そして、このシーンに表で遊ぶ子どもたちのワンカットが差し込まれるのが秀逸。ゆき子が堕胎で失った「命」が子どもたちの無邪気なカットを差し込むことで悲しみとして表現されている気がする。

第三幕:別離に向かう二人/3-2
シーン144,145,146+149
:屋久島の官舎
体調を崩したゆき子は長い道中でだいぶ弱っている。二人だけの世界を手に入れて、看病も献身的にしてくれる富岡に安心感を得るゆき子。山へ仕事に出かける富岡がお手伝いののぶと立ち話をしているのを見つめる。
→ゆき子は病床から富岡とのぶが話をしているのを見るだけで不安をおさえられない。「何か言おうとするが咳き込んでしまう」←このト書きすごいよね。もう死が間近なんだけど、今までの富岡の女ったらしぶりを一番わかっているゆき子なので、ただの女中であるのぶにさえ不安を抱く。そして149では、嵐の雨が吹き込む窓をよろめきながらも閉めようとするのよ、ゆき子。すごい音を立てて雨が雨戸に吹き込むんだけど、それが壮絶なゆき子の情念を物語っているよう。そして死んでしまう。153で富岡が駆けつけて帰ってくるともう死んでるんだけど、ゆき子が最期に何を想っていたか彷彿とさせるシーン。

死化粧からの回想
シーン156,157
:ダラット
ゆき子の亡骸を前に初めて感情を露わにした富岡がゆき子に死化粧を施してやる155の後、富岡のまぶたには仏印ダラットでの美しく情熱的だったゆき子の姿を回想する。
→157で白いブラウスのゆき子が正面バストアップのカットで微笑むんだけど、このカットから私が読み取ったのは二つの問いかけ。
一つ目は、最後にゆき子は富岡の愛を手に入れることができたのか?
二つ目は、富岡は本当にゆき子を愛していたと言えるのか?
屋久島に来て富岡と過ごす時間を持って幸せを感じたかもしれないけど、最期の最期、ゆき子は富岡の愛を感じて死ねたのかな、今まで何度も感じた不安や焦りの中どうしようもない感情のまま死んでしまったのではないかなぁ、と。そして、富岡はゆき子を看病し優しくしていたけど、本当にそれは愛情だったのかな、今までの自分がしたことへの償いだったのかな、そしてもしゆき子を本当に愛していたとしても気づいたのはゆき子が死んでからだったんじゃないかなぁ、と。
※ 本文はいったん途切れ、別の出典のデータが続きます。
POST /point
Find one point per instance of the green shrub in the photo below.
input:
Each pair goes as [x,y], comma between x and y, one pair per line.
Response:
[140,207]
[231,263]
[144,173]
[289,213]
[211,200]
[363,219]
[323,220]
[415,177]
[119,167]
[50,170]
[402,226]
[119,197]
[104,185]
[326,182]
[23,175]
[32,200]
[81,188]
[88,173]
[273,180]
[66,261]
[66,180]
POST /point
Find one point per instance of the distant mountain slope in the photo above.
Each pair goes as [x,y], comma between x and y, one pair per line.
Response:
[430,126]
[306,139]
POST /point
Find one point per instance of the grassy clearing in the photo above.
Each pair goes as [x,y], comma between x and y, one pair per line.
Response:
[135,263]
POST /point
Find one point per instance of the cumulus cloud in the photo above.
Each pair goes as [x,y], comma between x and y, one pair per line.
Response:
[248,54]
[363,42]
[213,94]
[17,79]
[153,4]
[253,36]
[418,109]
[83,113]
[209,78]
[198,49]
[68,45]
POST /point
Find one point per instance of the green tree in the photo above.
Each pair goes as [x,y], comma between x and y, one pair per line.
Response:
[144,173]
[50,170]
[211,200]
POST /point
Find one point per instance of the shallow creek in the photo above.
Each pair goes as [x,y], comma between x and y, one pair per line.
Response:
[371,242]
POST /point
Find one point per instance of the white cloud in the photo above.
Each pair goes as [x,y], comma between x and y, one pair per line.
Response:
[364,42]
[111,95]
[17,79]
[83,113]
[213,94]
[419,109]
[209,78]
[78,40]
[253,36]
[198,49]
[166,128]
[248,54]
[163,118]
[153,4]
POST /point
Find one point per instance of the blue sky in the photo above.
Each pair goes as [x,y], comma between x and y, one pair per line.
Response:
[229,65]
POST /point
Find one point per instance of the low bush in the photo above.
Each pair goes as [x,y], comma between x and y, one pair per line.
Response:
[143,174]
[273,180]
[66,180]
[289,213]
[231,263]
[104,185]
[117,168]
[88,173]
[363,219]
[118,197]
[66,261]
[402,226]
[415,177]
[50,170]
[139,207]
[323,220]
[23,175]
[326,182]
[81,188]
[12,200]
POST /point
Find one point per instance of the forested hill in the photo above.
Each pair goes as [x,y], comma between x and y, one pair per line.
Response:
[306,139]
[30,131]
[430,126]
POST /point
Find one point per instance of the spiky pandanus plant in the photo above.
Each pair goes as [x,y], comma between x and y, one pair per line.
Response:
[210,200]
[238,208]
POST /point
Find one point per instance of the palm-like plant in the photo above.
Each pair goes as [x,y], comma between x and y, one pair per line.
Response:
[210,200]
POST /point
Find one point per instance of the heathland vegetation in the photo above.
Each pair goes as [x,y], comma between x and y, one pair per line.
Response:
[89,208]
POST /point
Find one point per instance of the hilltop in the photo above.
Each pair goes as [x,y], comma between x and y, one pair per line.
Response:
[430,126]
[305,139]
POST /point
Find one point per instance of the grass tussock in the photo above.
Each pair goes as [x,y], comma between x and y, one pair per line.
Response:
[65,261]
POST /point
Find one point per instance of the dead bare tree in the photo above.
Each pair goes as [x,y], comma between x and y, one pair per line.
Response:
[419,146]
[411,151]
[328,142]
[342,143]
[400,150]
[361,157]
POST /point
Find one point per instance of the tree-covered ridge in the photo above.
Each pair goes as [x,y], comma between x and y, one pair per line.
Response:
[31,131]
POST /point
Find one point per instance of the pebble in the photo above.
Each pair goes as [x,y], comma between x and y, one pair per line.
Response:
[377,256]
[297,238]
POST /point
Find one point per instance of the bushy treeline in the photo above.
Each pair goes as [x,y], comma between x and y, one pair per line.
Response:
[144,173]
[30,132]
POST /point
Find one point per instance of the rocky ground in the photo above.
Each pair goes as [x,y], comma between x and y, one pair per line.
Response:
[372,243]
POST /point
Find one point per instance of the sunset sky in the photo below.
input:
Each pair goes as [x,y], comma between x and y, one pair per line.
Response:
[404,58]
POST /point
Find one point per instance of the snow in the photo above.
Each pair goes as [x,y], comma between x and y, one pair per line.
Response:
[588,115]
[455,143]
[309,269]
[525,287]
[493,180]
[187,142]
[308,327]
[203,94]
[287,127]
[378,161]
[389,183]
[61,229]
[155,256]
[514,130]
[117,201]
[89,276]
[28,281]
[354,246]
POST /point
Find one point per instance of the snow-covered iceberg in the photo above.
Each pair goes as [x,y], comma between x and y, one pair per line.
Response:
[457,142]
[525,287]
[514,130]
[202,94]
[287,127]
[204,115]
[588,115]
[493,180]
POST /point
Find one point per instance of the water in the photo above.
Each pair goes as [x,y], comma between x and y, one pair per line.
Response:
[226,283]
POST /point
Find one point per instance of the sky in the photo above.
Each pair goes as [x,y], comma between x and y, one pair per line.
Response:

というように、この映画のディテール、つまりはシーン構成、セリフ、仕草、カット割りなど全てをもって、観る人の感情を掻き乱し、疑問を投げつけて終わる。すごい映画。

最後に

水木洋子氏によるこの『浮雲』の脚本、ぜひ読んでほしい。シーン中の差し込みカットとか回想の使い方とかも理由がわかるし、ト書きもかっちり書き込まれてるのでそういう芝居をしなきゃいけないという理由が読み取れるのだ。脚本は映画の屋台骨であり精巧な設計図というのが大いにわかる。
富岡という男は最低な男だとか、ゆき子は貞操犯されたり堕胎したり辛い想いをしながらも結局自分の選択肢としてこの男を選んでる、とかそういう好き嫌いの感情で語るのではなく(時代背景もあるし)、ただこの映画がいかに情念を丁寧に描いているかということを考察したかった。
そして、そういった丁寧な映画というのは「人の人生を追体験できる」ということを身をもって感じることができると思うので、全力でおすすめする。

最後の最後に、監督・成瀬巳喜男の作品に興味を持った方は『女が階段を上る時』『流れる』『山の音』『おかあさん』『乱れる』なども観てほしい。本当、成瀬巳喜男とは。(嫉妬にも似たため息)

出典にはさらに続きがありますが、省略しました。